Citons encore l’archevêque de Belgique, Mgr Léonard, qui va jusqu’à faire de la misogynie préventive lorsqu’il demande aux curés de paroisse de veiller à ce qu’il y ait davantage d’acolytes garçons que filles, parce que c’est en servant la messe, dit-il, que nait l’envie de devenir prêtre.
Ce ne sont que quelques exemples parmi tant d’autres, mais qui expriment bien la méfiance viscérale de l’Église vis-à-vis des femmes, au point de ne les tolérer que sous contrôle conjugal et dans leur rôle de mère. Quant à leur donner une place au sein de la hiérarchie de l’institution, il ne saurait évidemment en être question : le plafond de verre si difficile à dépasser pour les femmes en général est, dans ce cas, particulièrement bas et opaque. Ordonner prêtres des femmes « impures par nature » est tout simplement impensable.
Ces extraits tentent seulement de montrer dans quelle atmosphère baignent les chrétiens en général et les futurs prêtres, en particulier, dont on ne peut nier par ailleurs le grand idéal qui les anime. Mais cette misogynie de l’institution entraine les prêtres dans une posture de défiance et de retrait qui rend, pour certains, très difficile une relation saine avec les femmes. L’obligation du célibat rend non seulement impossible l’exercice « normal » de la sexualité, mais soumet les prêtres à une solitude affective et sexuelle parfois insoutenable sur le long terme, pour une partie d’entre eux en tout cas.

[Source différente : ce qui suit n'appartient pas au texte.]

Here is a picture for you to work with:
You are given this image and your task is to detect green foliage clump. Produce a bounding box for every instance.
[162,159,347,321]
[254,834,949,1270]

De l’obligation du célibat et de ses conséquences
Confrontés à ce qui ressemble à une véritable castration morale, source de souffrances inutiles et inhumaines, certains prêtres, qui sont aussi des êtres humains après tout et pas seulement les surhommes qu’ils pensaient devenir, mettent en place divers scénarios. S’ils veulent rester dans l’Église — décider de la quitter entraine de grandes difficultés de réinsertion professionnelle notamment, pour lesquelles l’institution ne propose aucun soutien —, l’exercice de leur sexualité ne pourra se faire que sous le boisseau.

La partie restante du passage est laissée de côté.